Sri Lanka, torna il «giustiziere» dei Tamil
Sri Lanka Per le presidenziali di fine 2019 potrebbe candidarsi il discusso protagonista della repressione contro le «Tigri»
Sri Lanka Per le presidenziali di fine 2019 potrebbe candidarsi il discusso protagonista della repressione contro le «Tigri»
C’è una novità nella politica srilankese a pochi giorni dalla prima ricorrenza delle bombe di Pasqua che il 21 aprile uccisero oltre 250 persone in uno degli attentati recenti più sanguinosi.

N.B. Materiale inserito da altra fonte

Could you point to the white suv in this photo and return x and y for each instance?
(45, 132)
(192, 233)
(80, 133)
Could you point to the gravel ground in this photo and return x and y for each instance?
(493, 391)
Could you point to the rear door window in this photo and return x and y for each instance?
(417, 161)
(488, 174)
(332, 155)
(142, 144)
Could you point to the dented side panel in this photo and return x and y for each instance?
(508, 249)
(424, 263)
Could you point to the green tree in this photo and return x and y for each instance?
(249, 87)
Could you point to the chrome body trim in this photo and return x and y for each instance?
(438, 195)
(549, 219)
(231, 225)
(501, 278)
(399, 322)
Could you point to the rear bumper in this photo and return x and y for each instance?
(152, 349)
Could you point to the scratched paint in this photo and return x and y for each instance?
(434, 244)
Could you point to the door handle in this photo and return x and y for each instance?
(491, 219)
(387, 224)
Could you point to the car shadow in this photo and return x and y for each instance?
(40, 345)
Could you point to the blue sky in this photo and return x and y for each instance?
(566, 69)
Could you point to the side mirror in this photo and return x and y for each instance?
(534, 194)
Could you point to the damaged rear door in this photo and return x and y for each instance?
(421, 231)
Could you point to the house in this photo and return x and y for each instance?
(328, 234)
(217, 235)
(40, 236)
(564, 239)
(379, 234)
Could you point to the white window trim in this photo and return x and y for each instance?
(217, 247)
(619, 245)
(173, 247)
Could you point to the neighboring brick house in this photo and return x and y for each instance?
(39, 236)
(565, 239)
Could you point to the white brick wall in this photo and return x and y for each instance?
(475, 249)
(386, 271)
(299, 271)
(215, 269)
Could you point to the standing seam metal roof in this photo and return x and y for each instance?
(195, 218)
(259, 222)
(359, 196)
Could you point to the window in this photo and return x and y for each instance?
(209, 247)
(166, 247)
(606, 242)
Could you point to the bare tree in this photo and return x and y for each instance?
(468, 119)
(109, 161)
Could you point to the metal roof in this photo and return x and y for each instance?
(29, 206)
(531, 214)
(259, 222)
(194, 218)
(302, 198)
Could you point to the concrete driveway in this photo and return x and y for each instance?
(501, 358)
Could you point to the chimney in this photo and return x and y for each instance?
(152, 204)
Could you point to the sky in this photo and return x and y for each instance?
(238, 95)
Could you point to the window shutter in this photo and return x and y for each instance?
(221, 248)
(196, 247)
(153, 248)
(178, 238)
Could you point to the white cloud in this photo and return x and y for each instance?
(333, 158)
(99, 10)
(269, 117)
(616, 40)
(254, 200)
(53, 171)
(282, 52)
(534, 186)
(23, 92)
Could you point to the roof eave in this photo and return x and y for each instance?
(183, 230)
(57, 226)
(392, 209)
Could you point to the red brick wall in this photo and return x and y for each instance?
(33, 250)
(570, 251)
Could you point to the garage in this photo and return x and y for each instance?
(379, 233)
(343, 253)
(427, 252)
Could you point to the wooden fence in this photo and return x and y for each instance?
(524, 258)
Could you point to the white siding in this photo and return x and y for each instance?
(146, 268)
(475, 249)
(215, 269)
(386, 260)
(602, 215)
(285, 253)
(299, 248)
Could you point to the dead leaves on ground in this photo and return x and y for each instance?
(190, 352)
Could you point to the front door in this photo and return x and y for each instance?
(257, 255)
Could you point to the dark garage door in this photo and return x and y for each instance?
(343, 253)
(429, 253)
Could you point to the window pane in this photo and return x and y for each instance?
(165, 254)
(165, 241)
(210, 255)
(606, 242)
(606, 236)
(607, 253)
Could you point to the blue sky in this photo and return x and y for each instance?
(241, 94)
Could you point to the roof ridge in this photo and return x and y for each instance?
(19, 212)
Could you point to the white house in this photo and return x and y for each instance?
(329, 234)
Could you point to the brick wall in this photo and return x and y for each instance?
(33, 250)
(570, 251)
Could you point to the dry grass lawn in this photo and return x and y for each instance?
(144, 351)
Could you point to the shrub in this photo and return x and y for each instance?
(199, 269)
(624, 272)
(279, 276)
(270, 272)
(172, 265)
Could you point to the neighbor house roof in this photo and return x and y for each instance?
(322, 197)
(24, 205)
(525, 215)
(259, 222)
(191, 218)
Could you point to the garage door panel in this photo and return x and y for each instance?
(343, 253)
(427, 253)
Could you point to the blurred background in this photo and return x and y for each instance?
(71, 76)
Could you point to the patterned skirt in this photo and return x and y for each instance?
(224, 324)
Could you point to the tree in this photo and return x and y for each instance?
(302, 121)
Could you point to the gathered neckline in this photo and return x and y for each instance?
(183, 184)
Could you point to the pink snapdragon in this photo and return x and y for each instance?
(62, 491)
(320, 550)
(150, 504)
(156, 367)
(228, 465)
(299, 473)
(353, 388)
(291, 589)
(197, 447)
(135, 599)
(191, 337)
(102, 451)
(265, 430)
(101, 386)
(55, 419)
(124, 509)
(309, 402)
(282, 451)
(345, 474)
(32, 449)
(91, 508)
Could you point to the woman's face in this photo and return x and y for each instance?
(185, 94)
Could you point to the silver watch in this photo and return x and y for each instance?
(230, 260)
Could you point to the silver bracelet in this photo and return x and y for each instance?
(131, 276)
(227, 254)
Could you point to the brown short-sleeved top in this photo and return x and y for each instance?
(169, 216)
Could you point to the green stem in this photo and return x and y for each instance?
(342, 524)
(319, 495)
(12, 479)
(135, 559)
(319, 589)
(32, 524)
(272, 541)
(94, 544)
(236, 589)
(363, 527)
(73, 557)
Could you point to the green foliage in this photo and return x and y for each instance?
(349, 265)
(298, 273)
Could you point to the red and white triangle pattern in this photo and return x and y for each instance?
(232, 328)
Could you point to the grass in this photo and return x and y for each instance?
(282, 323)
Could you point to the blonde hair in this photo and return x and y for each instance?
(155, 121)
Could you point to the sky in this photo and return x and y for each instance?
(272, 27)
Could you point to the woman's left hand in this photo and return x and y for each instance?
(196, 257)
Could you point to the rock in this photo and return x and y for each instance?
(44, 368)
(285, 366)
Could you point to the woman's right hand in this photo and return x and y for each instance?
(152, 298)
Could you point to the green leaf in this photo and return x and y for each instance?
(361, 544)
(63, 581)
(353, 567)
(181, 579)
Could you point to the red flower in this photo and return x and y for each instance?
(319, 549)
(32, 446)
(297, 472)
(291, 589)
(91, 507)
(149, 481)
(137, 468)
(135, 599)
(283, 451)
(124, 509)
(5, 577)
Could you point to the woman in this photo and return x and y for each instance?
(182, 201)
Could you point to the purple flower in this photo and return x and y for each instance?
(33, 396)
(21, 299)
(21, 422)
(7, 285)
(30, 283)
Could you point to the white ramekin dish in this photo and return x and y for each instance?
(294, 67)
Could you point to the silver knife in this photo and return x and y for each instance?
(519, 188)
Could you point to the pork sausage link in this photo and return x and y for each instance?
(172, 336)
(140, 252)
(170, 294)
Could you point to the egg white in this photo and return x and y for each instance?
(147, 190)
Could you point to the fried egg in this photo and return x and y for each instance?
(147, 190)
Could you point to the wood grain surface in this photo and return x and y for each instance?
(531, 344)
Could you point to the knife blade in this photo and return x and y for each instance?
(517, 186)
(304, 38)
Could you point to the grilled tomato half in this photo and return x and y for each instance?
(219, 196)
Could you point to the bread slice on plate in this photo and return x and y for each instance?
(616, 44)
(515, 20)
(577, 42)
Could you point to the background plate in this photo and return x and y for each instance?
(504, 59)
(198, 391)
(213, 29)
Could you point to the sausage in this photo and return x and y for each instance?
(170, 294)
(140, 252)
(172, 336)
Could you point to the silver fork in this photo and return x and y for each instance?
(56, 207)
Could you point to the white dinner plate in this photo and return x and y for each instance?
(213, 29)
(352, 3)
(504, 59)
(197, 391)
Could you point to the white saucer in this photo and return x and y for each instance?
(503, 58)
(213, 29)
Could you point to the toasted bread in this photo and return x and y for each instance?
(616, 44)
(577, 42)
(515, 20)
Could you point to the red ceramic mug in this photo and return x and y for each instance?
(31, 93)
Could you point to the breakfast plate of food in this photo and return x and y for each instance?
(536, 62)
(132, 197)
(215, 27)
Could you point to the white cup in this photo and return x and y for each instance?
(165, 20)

È una novità che ha in realtà un sapore antico poiché si riferisce non solo a un personaggio del passato ma anche a un uomo di cui è lecito dubitare proprio per il suo passato.
SI CHIAMA Gotabaya Rajapaksa ed è un fratello dell’ex presidente Mahinda – due mandati alle spalle – che qualche mese fa aveva tentato, con il bizzarro appoggio dell’attuale capo dello Stato suo ex rivale, di tornare in pista come premier.
Le presidenziali si avvicinano e Mahinda aveva pensato di sfidare la legge correndo per un terzo mandato (vietato nello Sri lanka) ma dopo la sua recente e sfortunata avventura da premier (cancellata dal tribunale), deve averci ripensato.
E così si fa avanti Gotabaya, l’uomo che dal novembre 2005 al gennaio 2015, quando Mahinda perderà le elezioni contro l’attuale presidente Sirisena, ha ricoperto l’incarico di segretario generale alla Difesa. Non è un titolo qualsiasi e non fu un decennio qualsiasi.
Nello Sri Lanka il dicastero della Difesa è retto dal presidente che detta gli indirizzi di sicurezza nazionale ma in realtà chi conta davvero nella macchina è il suo segretario generale (nello Sri Lanka assai di più che in altri Paesi del Commonwealth dove si segue la procedura istituzionale anglosassone).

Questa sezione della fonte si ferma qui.